Невидимые руки - Стиг Сетербаккен
Шрифт:
Интервал:
Закладка:
И тогда я подумал, что по этой причине она и решила не оставлять нас наедине. Она хотела быть в курсе нашего разговора. Хотела узнать все, что мне удалось выяснить. А также удостовериться, что ее муж, этот большой ребенок, случайно не проболтался и не сказал лишнего. Она не была уверена, что он сам сможет выкарабкаться из трудного положения. Она была здесь, потому что не хотела рисковать, не хотела упустить ни слова из нашей беседы. Она была готова вмешаться, если это станет необходимо, и немедленно пришла бы ему на помощь в любой момент.
Я подумал, что по этой причине я так и не смог ничего добиться от них. Она прощала этому большому ребенку все. Она знала, кто из них сильнее. Знала, что простит ему все его будущие глупые выходки и проступки. Она сидела здесь, как на страже, готовая встать на защиту человека, который попытался отпилить ей ноги. Семья была для нее важнее всего. Семья, хозяйкой которой была она, а не он.
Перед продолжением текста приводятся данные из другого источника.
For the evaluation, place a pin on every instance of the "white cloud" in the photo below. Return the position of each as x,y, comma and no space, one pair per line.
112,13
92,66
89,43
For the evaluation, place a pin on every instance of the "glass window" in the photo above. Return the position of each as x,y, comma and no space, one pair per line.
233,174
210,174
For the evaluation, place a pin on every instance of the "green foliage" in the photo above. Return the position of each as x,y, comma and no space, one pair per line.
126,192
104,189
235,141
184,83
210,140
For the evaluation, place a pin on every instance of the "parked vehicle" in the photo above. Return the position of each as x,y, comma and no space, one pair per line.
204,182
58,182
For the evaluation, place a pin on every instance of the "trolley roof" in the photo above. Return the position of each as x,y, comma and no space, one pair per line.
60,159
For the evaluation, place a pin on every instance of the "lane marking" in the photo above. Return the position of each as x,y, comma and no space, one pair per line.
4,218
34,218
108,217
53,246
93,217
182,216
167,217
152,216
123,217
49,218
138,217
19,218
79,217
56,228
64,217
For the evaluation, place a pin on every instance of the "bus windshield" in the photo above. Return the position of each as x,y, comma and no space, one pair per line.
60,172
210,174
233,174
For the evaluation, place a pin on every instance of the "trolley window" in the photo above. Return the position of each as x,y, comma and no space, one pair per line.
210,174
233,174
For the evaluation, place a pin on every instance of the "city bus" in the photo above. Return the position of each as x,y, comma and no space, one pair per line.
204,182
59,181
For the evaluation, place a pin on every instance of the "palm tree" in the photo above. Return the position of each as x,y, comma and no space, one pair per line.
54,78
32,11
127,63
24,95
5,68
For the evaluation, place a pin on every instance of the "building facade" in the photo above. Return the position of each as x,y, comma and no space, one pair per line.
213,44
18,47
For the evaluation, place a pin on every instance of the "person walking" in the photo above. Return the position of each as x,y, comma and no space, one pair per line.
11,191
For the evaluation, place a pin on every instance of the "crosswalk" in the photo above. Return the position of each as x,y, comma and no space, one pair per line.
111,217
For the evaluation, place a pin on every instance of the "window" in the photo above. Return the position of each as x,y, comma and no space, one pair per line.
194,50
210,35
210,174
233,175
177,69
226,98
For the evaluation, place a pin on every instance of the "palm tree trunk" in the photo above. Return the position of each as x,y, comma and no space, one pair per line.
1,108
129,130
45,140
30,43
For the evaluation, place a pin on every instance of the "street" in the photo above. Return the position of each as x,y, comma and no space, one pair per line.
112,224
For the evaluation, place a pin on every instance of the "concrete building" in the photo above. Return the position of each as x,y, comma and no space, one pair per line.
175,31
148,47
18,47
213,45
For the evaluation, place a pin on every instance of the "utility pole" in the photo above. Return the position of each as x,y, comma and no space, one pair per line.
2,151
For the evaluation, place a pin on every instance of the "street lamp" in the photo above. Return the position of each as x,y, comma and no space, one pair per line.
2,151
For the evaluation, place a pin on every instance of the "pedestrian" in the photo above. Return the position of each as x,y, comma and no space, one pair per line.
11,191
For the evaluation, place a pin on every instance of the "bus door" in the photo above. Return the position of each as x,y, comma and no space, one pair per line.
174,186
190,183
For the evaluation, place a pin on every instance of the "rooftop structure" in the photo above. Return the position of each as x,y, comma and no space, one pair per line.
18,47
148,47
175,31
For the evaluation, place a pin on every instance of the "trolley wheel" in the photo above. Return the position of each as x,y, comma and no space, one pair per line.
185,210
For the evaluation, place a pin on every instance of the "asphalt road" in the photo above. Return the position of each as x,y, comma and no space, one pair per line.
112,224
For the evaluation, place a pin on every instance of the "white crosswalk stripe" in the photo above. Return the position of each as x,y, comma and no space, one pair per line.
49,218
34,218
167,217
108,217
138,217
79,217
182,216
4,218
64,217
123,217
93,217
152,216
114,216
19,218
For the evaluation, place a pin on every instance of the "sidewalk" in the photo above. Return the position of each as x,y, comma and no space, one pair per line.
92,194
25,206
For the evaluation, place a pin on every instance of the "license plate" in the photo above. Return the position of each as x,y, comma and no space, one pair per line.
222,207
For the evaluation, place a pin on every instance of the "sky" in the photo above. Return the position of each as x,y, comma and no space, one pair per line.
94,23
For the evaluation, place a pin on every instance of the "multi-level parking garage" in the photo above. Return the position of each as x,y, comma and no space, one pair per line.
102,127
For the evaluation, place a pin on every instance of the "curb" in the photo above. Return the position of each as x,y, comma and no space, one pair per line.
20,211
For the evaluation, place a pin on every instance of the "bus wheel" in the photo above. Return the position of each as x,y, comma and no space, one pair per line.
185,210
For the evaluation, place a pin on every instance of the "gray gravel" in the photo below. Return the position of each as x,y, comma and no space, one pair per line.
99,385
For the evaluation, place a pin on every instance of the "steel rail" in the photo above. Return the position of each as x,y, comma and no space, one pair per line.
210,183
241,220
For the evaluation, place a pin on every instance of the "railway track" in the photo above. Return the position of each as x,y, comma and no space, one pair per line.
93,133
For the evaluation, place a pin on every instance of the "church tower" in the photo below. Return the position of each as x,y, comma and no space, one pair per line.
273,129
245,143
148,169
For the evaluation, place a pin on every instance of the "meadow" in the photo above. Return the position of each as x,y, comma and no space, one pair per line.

В глубине дома прозвенел звонок. Вскоре появился лакей, подошел к дверям и широко распахнул их. Вошли слуги и начали расставлять на столе бутылки с вином. Раздался еще один звонок, и лакей выжидающе посмотрел на хозяина.
— Еще не время, Магнус! — остановил его Гюнериус.
Я понял, что ничего не добьюсь. Их мир был закрыт для меня. Факелы, вазы с цветами, стол с крахмальной скатертью, беготня слуг вокруг — все это стояло непробиваемой стеной между ними и мной.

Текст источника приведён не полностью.